GUAI GIUDIZIARI
Riccardo Bossi alla sbarra
Il primogenito del senatùr accusato di truffa: regali di Natale per 27mila euro acquistati e mai pagati in una nota gioielleria del centro di Busto
Alla fine, per cercare di prendere ancora tempo invece che mettere mano al portafoglio, il giovane Riccardo Bossi tirò in ballo anche papà Umberto. Annunciò una sua imminente visita alla gioielleria di piazza San Giovanni che tanto gentile era stata nei suoi confronti, aprendogli un credito di 27mila euro sotto forma di un Rolex Daytona in acciaio e oro bianco, ma pure di anello e girocollo Bulgari sempre in oro ma rosa: tutta merce che aveva portato via senza pagare. Ma ormai i Ceccuzzi, storica famiglia di commercianti che in provincia fa rima con preziosi, avevano finito la pazienza e, per ottenere il dovuto di quella spesa natalizia effettuata dal noto cliente (il primogenito del Senatùr), decisero di rivolgersi al tribunale.

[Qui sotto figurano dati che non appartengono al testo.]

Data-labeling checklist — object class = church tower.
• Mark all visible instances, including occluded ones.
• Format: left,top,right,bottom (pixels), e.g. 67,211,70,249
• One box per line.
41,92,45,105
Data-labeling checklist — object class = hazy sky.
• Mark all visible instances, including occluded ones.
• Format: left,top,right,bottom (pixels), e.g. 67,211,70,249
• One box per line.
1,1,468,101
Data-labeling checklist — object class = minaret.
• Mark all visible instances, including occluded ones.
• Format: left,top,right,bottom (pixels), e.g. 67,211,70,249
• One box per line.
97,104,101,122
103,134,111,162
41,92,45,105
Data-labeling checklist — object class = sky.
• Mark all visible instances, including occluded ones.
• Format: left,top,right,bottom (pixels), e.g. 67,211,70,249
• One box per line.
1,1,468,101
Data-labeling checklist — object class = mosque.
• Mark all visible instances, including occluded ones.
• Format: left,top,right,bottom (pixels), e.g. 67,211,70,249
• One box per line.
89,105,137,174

E ora Riccardo Bossi dovrà rispondere dell’accusa di truffa pluriaggravata ai danni della gioielleria in un processo che si celebrerà a partire dal 28 settembre 2016, nell’udienza che nelle scorse ore è stata fissata a suo carico. Con un capo d’imputazione pesantissimo per il discendente del fondatore della Lega Nord, perché l’ipotesi di reato viene accentuata dal fatto che Riccardo è recidivo e che il danno patrimoniale cagionato agli esercenti bustocchi viene considerato di «rilevante entità», al punto che si procede d’ufficio e non sarebbe possibile neanche un ritiro della querela per stopparlo. Non che i Ceccuzzi paiano disposti a transigere per quanto successo lo scorso dicembre, quando al loro negozio del centro si palesò - presentato da una persona di fiducia, comunque estranea alla vicenda giudiziaria - il rampollo dell’Umberto per fare acquisti. Regali di Natale speciali quelli che il trentaseienne padano e pilota di rally decise di fare e di farsi, puntando su gioielli e griffe di alta gamma. Da Busto se ne andò con dei ricchi pacchetti. E con un prezzo pattuito da pagare a stretto giro di posta: 26.480 euro.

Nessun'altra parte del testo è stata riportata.